Le risque de corrosion galvanique à long terme
Si la résistance mécanique de la soudure est garantie par l’utilisation du métal d’apport 309L, un autre problème apparaît sur le long terme : la corrosion galvanique.
Lorsque deux métaux de noblesse différente (l’inox noble et l’acier oxydable) sont en contact direct via le cordon de soudure et exposés à un électrolyte (comme la pluie ou l’humidité de l’air), l’acier « sacrifiera » ses électrons pour protéger l’inox. Résultat : la partie en acier au carbone qui touche le cordon va rouiller beaucoup plus vite que si elle n’avait pas été soudée à de l’inox. Pour pérenniser l’assemblage, il est techniquement obligatoire d’appliquer un système de peinture anti-corrosion performant (primaire époxy ou galvanisation à froid) sur l’intégralité de la pièce en acier, en recouvrant largement le cordon de soudure pour couper l’accès à l’humidité.
Foire Aux Questions (FAQ)
🛡️ Puis-je souder l’inox sur l’acier avec un fil fourré sans gaz ?

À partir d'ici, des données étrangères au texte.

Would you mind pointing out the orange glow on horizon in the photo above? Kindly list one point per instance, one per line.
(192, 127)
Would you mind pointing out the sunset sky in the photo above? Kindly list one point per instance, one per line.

C’est techniquement possible, mais le résultat sera visuellement médiocre et structurellement incertain. Les industriels fabriquent bien du fil fourré sans gaz de nuance 309L (E309LT0-3), conçu spécifiquement pour le soudage hétérogène en extérieur sans protection gazeuse. Cependant, ces bobines sont extrêmement coûteuses et rares dans le commerce grand public, et elles génèrent beaucoup de projections métalliques (grattons) qu’il faudra longuement meuler.
🔧 Doit-on préchauffer les pièces avant de les souder ensemble ?
Pour des épaisseurs conventionnelles (inférieures à 6 mm) en acier de construction classique, aucun préchauffage n’est requis. En revanche, le coefficient de dilatation thermique de l’inox est supérieur d’environ 50 % à celui de l’acier carbone. Lors du refroidissement, l’inox va se rétracter beaucoup plus fortement que l’acier. Sur de grandes longueurs ou de fortes épaisseurs, cela provoque d’importantes déformations géométriques (le cintrage des pièces). Il faut brider très fermement l’assemblage sur la table de soudage pour limiter ce vrillage.
🧲 Le cordon de soudure 309L sera-t-il magnétique ?
Oui, de manière très légère. Bien que l’acier inoxydable de base (austénitique) soit totalement amagnétique (l’aimant ne colle pas du tout), la flaque de fusion va intégrer une grande quantité de fer et de carbone de la pièce en acier. Le cordon de soudure final, tout en conservant une excellente résistance à la corrosion, présentera un très léger magnétisme résiduel à cause de la ferrite delta et de la dilution ferreuse. C’est un phénomène parfaitement normal et attendu.